1

I am having trouble understanding min/max problems in Linear Algebra. I am normally used to solving these types of problems using some form of calculus. The question I am stuck on is minimizing:

$$b^{T}x + \frac{1}{2}x^{T}x$$

subject to

$$Ax = 0$$

I think it's a fairly straightforward question when solving it using gradients and lagrange but I am stuck on how to even start questions like this.

1 Answers1

2

Find a basis for the null space of $A$, then if matrix $N$ has as its columns the vectors of this basis, you can express $x$ as follows

$x = N u $

where $N$ is $n \times k$ and $u $ is a $k \times 1 $ vector. So now the optimization problem becomes unconstrained as follows. Find $u \in \mathbb{R}^k $ such that

$ f = \dfrac{1}{2} u^T N^T N u + b^T N u \hspace{15pt}(1) $

is minimized. And the solution of this problem is well-known. It can be found by completing the square.
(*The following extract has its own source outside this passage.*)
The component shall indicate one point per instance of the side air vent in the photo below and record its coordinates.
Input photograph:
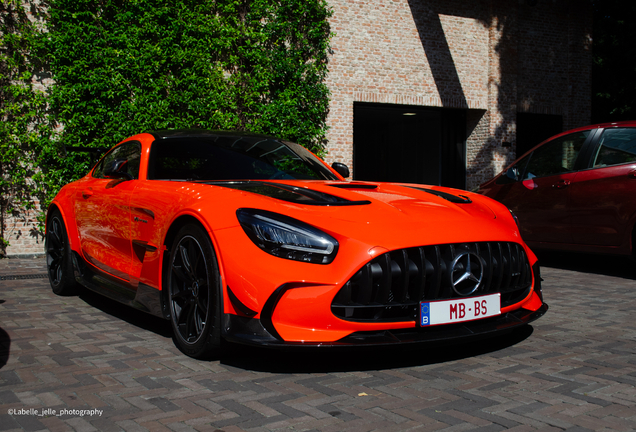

We want to absorb the linear term $b^T N u = u^T N^T b$, so write $f$ as follows

$ f = \dfrac{1}{2} (u - u_0)^T N^T N (u - u_0) - \dfrac{1}{2} u_0 N^T N u_0 \hspace{15pt}(2) $

Expanding the form we just wrote, we get

$ f = \dfrac{1}{2} u^T N^T N u - u^T N^T N u_0 $

Comparing this to the original form (Eq. $(1)$), we must select $u_0$ such that

$ - u^T N^T N u_0 = u^T N^T b $

Therefore,

$ u_0 = - (N^T N)^{-1} N^T b $

From Eq. $(2)$, and since $N^T N$ as positive semi-definite, the minimum value of $f$ is

$ f_{min} = - \dfrac{1}{2} u_0^T (N^T N) u_0 = - \dfrac{1}{2} b^T N (N^T N)^{-1} N^T b $

The optimal value of vector $x$ is

$ x = N u_0 = - N (N ^T N )^{-1} N^T b $

Note that $f_{min} = - \dfrac{1}{2} b^T x $


Another way to proceed is directly through Lagrange multipliers

The target function to be minimized is

$g (x, \lambda) = \frac{1}{2} x^T x + b^T x + \lambda^T (A x) $

The gradient with respect to $x$ is

$ \nabla_x g = x + b + A^T \lambda $

And the gradient with respect to $\lambda$ is

$\nabla_\lambda g = A x $

From $\nabla_x g = 0 $ , it follows that $ x = - b - A^T \lambda $

From $\nabla_\lambda g = 0 $ , it then follows that

$A (- b - A^T \lambda) = 0 $

Therefore,

$ A A^T \lambda = - A b $

At this point we have to assume that $(A A^T)$ has full rank, (i.e. if $A$ is $m \times n$, then we want the rank of $A A^T$ to be $m$)

Then,

$\lambda = - (A A^T)^{-1} A b = - A^{\#} b $

where $A^\#$ is the Penrose pseudo-inverse of $A$.

And, therefore,

$ x = - b - A^T \lambda = - ( I - A^T (A A^T)^{-1} A ) b $

And finally the minimum value of $f$ is

$ f_{min} = - \frac{1}{2} b^T ( I - A^T (A A^T)^{-1} A ) b $

The advantage of this method is that we can express the minimizing $x$ and $f_{min} $ directly in terms of $A$ and $b$.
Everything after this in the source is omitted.